The use of erosion models to predict the influence of land use changes on urban impoundments.

Adriaan Gilau

Friday 3 july 2015

12:33 - 12:36h at South America (level 0)

Themes: (T) Sediment management and morphodynamics, (ST) Basin-wide sediment management, Poster pitches

Parallel session: Poster pitches: 15J. Sediment - Basin & Environment - Wetland

Impoundments in urban areas of South Africa, either natural or artificial, are popular recreational attractions that add to the quality of life, increase property value and are increasingly built as focal points for commercial developments. More regularly such impoundments acts as receptacles for polluted runoff, resulting in water quality problems and ultimately reduce the aesthetic value and undermine their recreational value and function as originally envisaged (Freeman et al, 2000). The impact of soil loss from urban erosion processes is a major problem confronting decision makers on a national and local level due to the impact on local resources (Le Roux et al., 2007). One such resource is the Boksburg Lake in the Eastern Service Delivery Region of the Ekurhuleni Metropolitan Municipality of the Gauteng Province, South Africa. The purpose of the study was to quantify what impact soil erosion processes, as a result of changes in land-use, had on the urban impoundment. There is a close relationship between how land is managed and the impact erosion may have on in-stream health. Increased erosion as a result of catchment changes increases the loads of phosphorus introduced into streams (Croke, 2002) and subsequently increases the occurrence of eutrophication. Resent research has discovered that existing stores of sediment, as a result of previous erosion (mid–to-long term), are responsible for the delivery of additional phosphorus to waterways and reservoirs (Croke, 2002).
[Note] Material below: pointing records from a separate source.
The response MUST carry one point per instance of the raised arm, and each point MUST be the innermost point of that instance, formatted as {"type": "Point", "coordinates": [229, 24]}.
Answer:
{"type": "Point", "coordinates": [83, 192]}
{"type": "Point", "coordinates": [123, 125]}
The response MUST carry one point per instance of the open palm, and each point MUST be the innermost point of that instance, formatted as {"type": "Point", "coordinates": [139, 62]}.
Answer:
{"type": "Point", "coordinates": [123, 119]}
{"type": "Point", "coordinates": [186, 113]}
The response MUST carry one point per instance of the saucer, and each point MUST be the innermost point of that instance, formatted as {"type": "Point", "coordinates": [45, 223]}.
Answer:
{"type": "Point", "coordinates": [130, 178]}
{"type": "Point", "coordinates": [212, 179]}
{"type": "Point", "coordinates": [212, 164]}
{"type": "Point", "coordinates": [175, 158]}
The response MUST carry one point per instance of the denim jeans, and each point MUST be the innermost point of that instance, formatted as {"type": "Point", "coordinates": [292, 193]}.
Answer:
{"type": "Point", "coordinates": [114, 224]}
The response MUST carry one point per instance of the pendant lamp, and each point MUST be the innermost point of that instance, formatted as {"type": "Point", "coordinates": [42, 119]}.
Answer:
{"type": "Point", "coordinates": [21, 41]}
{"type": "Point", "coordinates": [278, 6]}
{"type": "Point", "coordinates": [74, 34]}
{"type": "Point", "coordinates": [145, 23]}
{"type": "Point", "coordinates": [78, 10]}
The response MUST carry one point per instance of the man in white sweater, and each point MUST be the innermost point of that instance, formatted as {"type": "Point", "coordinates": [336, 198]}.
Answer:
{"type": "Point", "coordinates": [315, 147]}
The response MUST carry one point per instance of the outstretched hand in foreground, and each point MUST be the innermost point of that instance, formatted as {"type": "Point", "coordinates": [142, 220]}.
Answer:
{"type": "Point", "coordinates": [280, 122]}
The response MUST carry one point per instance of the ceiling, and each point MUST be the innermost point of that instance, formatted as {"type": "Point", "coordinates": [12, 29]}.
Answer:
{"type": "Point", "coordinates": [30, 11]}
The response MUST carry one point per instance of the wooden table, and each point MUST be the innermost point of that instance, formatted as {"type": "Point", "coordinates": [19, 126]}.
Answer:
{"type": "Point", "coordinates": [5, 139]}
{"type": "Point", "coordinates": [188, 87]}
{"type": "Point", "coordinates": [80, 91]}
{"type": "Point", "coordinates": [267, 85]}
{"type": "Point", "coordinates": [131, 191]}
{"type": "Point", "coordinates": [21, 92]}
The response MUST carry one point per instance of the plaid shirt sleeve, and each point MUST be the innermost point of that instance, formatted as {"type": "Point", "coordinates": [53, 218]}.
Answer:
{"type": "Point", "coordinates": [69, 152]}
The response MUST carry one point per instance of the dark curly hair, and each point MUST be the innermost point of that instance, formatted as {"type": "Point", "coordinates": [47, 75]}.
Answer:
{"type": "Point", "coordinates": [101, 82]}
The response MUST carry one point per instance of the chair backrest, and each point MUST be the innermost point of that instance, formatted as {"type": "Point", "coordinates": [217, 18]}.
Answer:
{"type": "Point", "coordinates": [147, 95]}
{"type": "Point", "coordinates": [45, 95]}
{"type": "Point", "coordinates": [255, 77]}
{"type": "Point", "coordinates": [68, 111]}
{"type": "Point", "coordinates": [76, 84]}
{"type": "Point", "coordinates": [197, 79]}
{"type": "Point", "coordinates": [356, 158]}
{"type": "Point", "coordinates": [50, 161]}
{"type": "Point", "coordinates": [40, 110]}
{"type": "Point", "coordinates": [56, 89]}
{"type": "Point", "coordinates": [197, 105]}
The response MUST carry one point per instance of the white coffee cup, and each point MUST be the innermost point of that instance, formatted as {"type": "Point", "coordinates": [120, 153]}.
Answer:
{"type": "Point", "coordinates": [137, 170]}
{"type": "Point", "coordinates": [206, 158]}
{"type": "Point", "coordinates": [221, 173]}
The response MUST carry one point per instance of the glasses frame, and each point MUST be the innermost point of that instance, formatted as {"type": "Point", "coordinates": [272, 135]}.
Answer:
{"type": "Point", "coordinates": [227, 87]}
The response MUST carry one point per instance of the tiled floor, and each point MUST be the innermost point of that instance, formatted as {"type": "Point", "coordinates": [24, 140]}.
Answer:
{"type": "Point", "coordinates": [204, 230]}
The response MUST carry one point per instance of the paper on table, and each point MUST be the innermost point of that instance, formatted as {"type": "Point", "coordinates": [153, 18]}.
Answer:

The management of sediment levels combined with reduced catchment phosphorus load is viewed as the most viable option in eutrophication abatement. The study used a modified approach of the Universal Soil Loss Equation and the Soil Loss Estimation Model for Southern Africa, suited for urban conditions. These approaches were adopted for South African conditions. Proposed management practices for the reduction of the erosion are presented.